Tout à coup, un cri retentit, poussé par une voix furieuse… De notre place, nous voyons le capitaine Haralan s’élancer et franchir l’allée d’un seul bond… Il retombe au bord des ruines et semble se heurter à un obstacle invisible… Il avance, il recule, ouvre les bras et les referme, il se courbe et se redresse, comme un lutteur combattant corps à corps…

« À moi ! crie le capitaine Haralan. Je le tiens !

Le lieutenant Armgard et moi, nous nous précipitons vers lui.

— Je le tiens, le misérable… Je le tiens… répète-t-il. À moi, Vidal !… À moi, Armgard !

Soudain, je me sens repoussé par un bras que je ne vois pas, tandis qu’une bruyante respiration m’arrive en pleine figure.

Oui, c’est bien une lutte corps à corps. Il est là, l’être invisible… Wilhelm Storitz ou tout autre !… Qui que ce soit, nos mains l’ont saisi, nous ne le lâcherons plus et nous saurons le contraindre à dire où est Myra.

Ainsi donc, comme l’a déjà constaté M. Stepack, s’il a le pouvoir de détruire sa visibilité, du moins sa matérialité subsiste. Ce n’est pas un fantôme, c’est un corps, dont nous essayons — au prix de quels efforts ! — de paralyser les mouvements.

Nous y parvenons enfin. Je tiens par un bras notre invisible adversaire. Le lieutenant Armgard le tient par l’autre.
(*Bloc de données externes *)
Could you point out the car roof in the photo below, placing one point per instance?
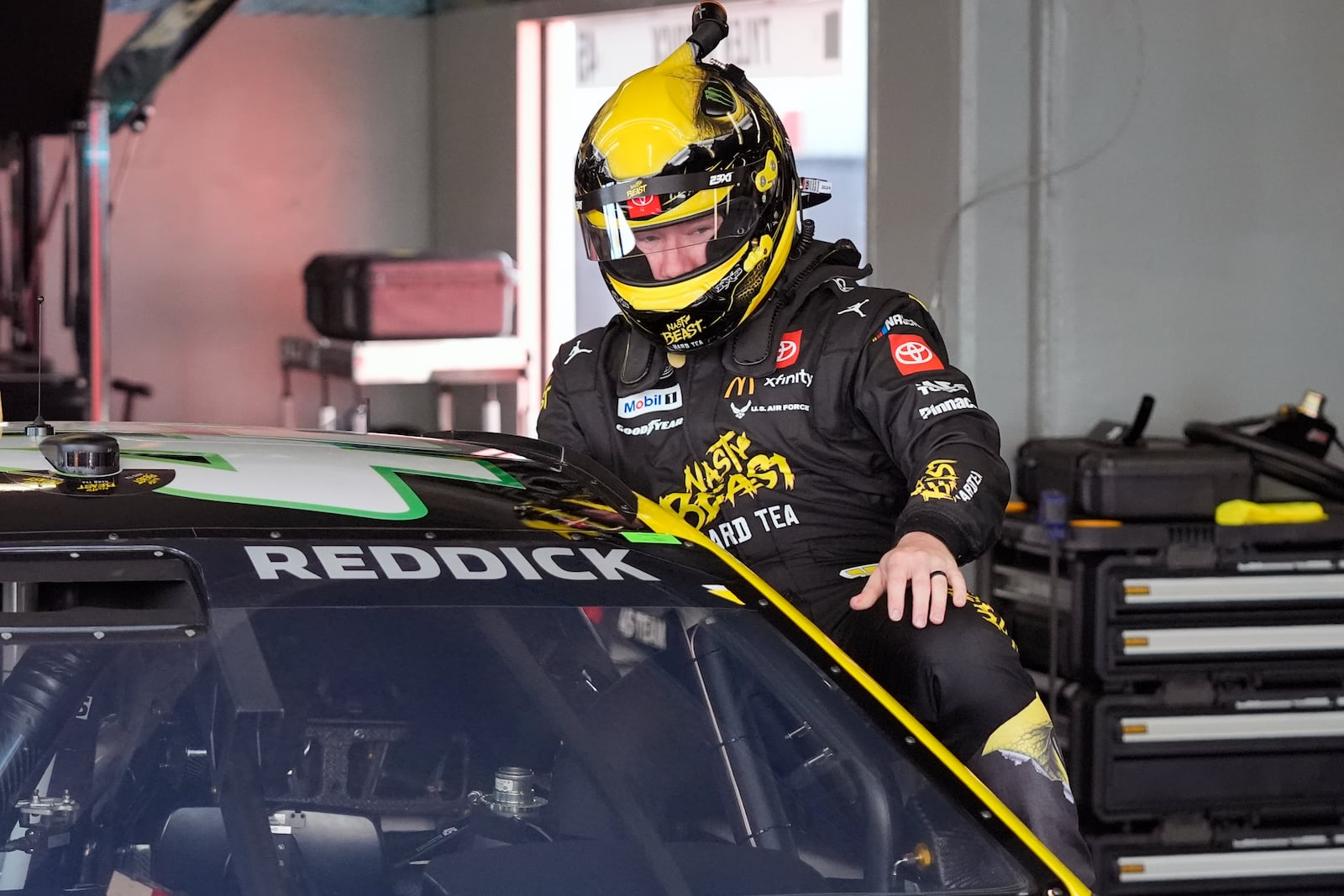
(206, 479)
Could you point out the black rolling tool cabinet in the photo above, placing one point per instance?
(1198, 694)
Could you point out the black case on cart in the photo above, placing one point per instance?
(1193, 748)
(1144, 602)
(1158, 479)
(416, 296)
(1233, 860)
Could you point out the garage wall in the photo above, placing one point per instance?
(277, 139)
(1198, 255)
(1196, 258)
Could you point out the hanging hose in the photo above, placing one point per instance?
(37, 700)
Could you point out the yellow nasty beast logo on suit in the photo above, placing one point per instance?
(732, 470)
(938, 483)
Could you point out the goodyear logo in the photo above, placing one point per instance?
(683, 329)
(648, 402)
(938, 483)
(732, 469)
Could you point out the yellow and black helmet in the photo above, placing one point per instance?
(689, 199)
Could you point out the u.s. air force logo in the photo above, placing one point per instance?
(730, 470)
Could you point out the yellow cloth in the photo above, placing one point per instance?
(1252, 513)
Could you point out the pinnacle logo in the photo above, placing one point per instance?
(942, 407)
(730, 472)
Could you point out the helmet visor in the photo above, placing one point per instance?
(656, 238)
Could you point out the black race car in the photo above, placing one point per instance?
(309, 664)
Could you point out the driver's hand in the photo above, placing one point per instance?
(924, 563)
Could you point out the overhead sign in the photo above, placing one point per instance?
(800, 38)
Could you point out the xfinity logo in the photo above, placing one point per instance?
(405, 562)
(652, 426)
(663, 399)
(942, 407)
(790, 379)
(940, 385)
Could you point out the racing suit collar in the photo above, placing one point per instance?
(753, 349)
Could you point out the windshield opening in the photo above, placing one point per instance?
(445, 748)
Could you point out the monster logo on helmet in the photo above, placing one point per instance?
(687, 194)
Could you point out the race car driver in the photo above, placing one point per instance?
(808, 423)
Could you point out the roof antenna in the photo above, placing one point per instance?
(39, 426)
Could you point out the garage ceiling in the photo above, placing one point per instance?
(396, 8)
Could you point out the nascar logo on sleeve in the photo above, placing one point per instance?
(911, 354)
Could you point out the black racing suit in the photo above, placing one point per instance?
(828, 426)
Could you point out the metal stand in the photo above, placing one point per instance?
(93, 316)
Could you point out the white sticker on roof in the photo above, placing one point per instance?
(309, 476)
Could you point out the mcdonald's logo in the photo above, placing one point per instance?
(741, 385)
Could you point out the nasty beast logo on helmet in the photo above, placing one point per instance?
(790, 348)
(913, 355)
(683, 329)
(644, 206)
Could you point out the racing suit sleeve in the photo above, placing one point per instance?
(557, 419)
(947, 448)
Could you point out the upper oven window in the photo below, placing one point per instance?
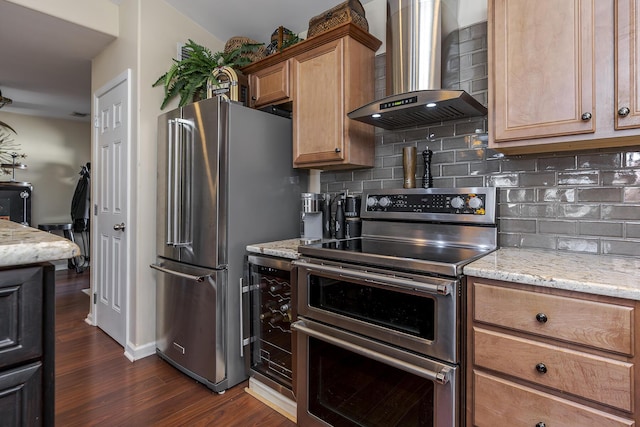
(389, 307)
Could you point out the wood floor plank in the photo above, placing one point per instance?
(96, 385)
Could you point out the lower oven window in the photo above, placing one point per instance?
(346, 389)
(393, 309)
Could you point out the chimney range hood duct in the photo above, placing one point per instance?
(414, 45)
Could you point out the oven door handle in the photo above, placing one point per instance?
(439, 287)
(441, 377)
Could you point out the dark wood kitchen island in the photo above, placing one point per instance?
(27, 322)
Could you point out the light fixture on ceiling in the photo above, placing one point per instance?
(4, 101)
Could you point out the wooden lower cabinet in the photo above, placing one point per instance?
(546, 357)
(27, 328)
(500, 402)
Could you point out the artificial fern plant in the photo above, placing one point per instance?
(188, 77)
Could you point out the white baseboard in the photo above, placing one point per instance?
(134, 353)
(272, 398)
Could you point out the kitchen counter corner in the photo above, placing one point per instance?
(20, 245)
(281, 248)
(594, 274)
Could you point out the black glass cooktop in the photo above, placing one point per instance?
(447, 260)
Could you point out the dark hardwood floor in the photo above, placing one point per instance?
(97, 386)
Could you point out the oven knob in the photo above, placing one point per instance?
(457, 202)
(475, 202)
(385, 202)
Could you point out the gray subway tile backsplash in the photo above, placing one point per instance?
(585, 201)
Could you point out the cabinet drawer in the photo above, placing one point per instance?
(502, 403)
(600, 325)
(600, 379)
(270, 85)
(20, 315)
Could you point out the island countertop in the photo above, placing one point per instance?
(594, 274)
(21, 245)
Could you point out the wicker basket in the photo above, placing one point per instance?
(349, 11)
(235, 42)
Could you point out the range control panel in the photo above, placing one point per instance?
(439, 203)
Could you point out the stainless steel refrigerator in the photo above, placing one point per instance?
(225, 180)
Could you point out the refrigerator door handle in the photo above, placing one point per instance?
(183, 275)
(172, 135)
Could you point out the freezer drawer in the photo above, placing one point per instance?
(190, 320)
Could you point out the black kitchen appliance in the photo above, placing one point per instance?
(15, 201)
(380, 335)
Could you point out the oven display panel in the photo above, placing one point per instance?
(428, 203)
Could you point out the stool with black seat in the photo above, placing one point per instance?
(67, 232)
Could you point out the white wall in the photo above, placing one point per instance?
(99, 15)
(56, 150)
(149, 33)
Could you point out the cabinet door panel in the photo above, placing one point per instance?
(270, 85)
(20, 315)
(502, 403)
(542, 68)
(628, 64)
(318, 104)
(21, 396)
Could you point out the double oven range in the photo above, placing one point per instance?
(380, 329)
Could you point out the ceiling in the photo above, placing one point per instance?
(45, 62)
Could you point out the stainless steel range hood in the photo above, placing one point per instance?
(414, 30)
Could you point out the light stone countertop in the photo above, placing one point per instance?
(21, 245)
(281, 248)
(593, 274)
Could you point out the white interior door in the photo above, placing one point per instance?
(111, 178)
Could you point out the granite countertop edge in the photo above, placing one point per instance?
(281, 248)
(605, 275)
(22, 245)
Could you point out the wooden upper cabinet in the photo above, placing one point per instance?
(628, 64)
(323, 78)
(319, 116)
(543, 63)
(555, 83)
(270, 85)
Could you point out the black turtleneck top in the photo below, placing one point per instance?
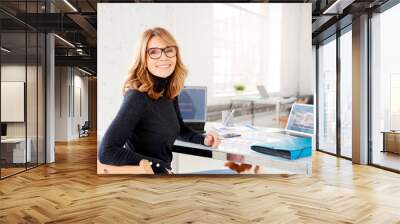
(145, 129)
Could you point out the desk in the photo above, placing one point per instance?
(240, 146)
(16, 148)
(278, 101)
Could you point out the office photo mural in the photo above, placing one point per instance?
(200, 89)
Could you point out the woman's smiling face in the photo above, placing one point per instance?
(160, 65)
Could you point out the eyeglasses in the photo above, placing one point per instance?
(155, 53)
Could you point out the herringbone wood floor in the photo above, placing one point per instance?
(70, 191)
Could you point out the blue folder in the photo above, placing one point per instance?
(289, 148)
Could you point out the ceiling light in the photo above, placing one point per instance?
(338, 6)
(65, 41)
(70, 5)
(5, 50)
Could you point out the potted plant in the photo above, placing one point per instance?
(239, 88)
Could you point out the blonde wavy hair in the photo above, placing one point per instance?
(139, 77)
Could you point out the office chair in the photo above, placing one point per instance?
(143, 168)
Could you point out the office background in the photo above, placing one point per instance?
(221, 44)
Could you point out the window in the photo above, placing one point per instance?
(346, 94)
(385, 86)
(327, 96)
(246, 47)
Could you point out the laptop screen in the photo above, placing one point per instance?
(301, 119)
(193, 104)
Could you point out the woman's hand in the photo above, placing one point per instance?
(212, 139)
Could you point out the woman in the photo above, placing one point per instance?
(149, 119)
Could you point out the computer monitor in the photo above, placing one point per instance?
(3, 130)
(193, 104)
(301, 119)
(262, 91)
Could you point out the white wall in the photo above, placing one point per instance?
(68, 81)
(120, 25)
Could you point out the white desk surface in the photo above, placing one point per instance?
(241, 146)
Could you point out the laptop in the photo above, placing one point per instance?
(262, 91)
(193, 107)
(300, 122)
(296, 140)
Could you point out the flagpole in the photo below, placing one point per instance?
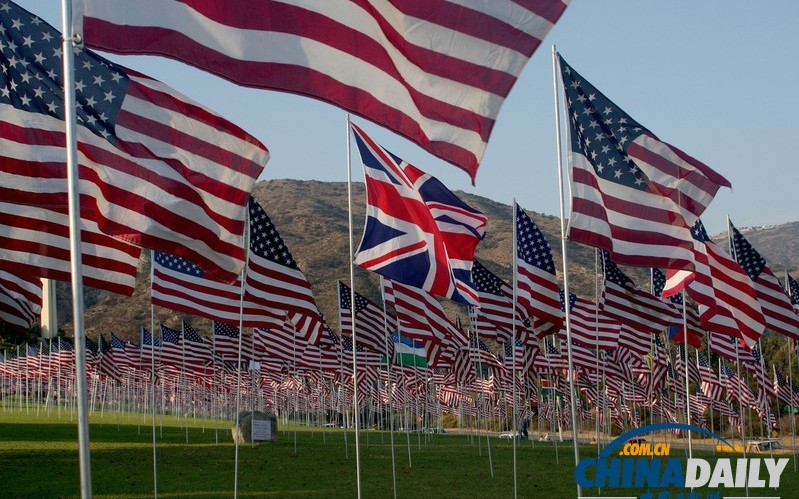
(565, 260)
(687, 392)
(352, 314)
(68, 41)
(514, 419)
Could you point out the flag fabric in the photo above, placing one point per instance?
(640, 313)
(436, 72)
(421, 316)
(774, 301)
(373, 327)
(711, 385)
(20, 300)
(633, 194)
(226, 342)
(494, 317)
(171, 348)
(537, 292)
(182, 286)
(590, 326)
(156, 169)
(274, 279)
(724, 289)
(417, 231)
(35, 241)
(197, 354)
(408, 352)
(677, 331)
(793, 291)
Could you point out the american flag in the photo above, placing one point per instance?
(156, 169)
(421, 316)
(20, 300)
(590, 326)
(119, 352)
(694, 375)
(183, 286)
(196, 350)
(494, 317)
(171, 348)
(481, 354)
(275, 281)
(760, 373)
(640, 313)
(106, 364)
(736, 387)
(633, 195)
(371, 323)
(35, 241)
(417, 231)
(279, 342)
(675, 306)
(774, 301)
(793, 291)
(436, 72)
(722, 287)
(710, 385)
(226, 342)
(785, 391)
(151, 348)
(537, 292)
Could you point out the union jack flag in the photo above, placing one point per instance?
(417, 231)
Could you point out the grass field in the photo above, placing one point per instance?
(39, 459)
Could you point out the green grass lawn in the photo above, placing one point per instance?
(39, 459)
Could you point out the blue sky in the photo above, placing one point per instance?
(717, 79)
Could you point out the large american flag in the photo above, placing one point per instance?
(417, 231)
(640, 313)
(182, 286)
(156, 169)
(436, 72)
(275, 281)
(35, 241)
(537, 291)
(774, 301)
(721, 286)
(633, 195)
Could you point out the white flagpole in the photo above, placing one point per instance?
(68, 41)
(514, 419)
(565, 262)
(687, 392)
(389, 361)
(352, 313)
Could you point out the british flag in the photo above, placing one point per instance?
(417, 231)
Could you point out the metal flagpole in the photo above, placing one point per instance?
(565, 264)
(389, 361)
(242, 289)
(687, 392)
(514, 419)
(68, 41)
(352, 313)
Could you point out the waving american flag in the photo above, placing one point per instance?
(417, 231)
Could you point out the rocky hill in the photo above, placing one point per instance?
(312, 218)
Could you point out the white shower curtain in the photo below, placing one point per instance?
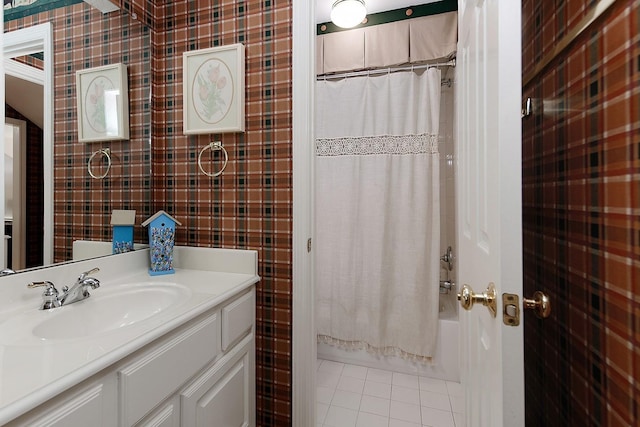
(378, 212)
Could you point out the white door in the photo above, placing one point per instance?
(488, 77)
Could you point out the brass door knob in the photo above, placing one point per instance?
(488, 298)
(540, 304)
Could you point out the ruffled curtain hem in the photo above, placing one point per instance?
(376, 351)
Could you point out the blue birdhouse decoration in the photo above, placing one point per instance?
(162, 232)
(122, 222)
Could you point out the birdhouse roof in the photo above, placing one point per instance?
(158, 215)
(123, 217)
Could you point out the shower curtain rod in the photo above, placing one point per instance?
(386, 70)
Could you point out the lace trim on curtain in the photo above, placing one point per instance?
(377, 351)
(386, 144)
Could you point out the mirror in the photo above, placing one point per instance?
(82, 206)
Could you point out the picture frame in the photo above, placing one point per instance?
(103, 103)
(213, 90)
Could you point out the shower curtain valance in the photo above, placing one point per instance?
(429, 38)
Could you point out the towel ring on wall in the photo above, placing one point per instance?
(213, 146)
(103, 152)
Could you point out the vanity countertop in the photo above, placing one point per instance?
(35, 370)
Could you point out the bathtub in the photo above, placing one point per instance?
(444, 365)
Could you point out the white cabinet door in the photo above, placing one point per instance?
(93, 405)
(167, 415)
(224, 395)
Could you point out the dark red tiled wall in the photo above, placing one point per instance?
(581, 205)
(250, 205)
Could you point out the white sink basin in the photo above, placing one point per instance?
(108, 309)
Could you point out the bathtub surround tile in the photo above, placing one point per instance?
(355, 371)
(455, 389)
(328, 380)
(346, 399)
(406, 395)
(331, 367)
(341, 417)
(375, 405)
(399, 423)
(371, 420)
(405, 412)
(435, 400)
(350, 384)
(405, 380)
(379, 375)
(324, 394)
(321, 412)
(437, 418)
(433, 385)
(376, 389)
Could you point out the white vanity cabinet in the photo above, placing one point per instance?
(200, 374)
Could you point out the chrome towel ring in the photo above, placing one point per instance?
(213, 146)
(103, 152)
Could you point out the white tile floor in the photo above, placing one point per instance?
(356, 396)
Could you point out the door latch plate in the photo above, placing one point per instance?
(510, 309)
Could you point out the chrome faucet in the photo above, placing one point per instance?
(51, 298)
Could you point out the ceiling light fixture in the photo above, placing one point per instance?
(348, 13)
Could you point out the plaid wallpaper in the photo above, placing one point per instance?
(250, 204)
(581, 196)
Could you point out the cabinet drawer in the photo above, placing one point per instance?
(237, 319)
(160, 370)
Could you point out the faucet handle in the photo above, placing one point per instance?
(50, 295)
(86, 273)
(46, 283)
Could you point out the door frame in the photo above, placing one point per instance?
(25, 41)
(18, 230)
(303, 319)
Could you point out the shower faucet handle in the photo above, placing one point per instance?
(447, 258)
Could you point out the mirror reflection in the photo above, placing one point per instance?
(58, 203)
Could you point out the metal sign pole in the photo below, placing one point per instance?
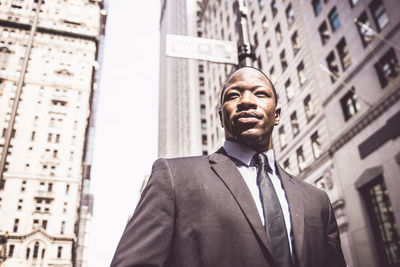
(10, 129)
— Où est Myra ?… où est Myra ?… interroge d’une voix fiévreuse le capitaine Haralan.

Aucune réponse. Le misérable lutte et cherche à se dégager. Nous avons affaire à un être très vigoureux qui se débat violemment pour nous échapper. S’il y réussit, il s’élancera à travers le jardin ou les ruines, il gagnera le boulevard, et on devra renoncer à l’espoir de jamais le reprendre.

— Diras-tu où est Myra ?… répète le capitaine Haralan au comble de la fureur.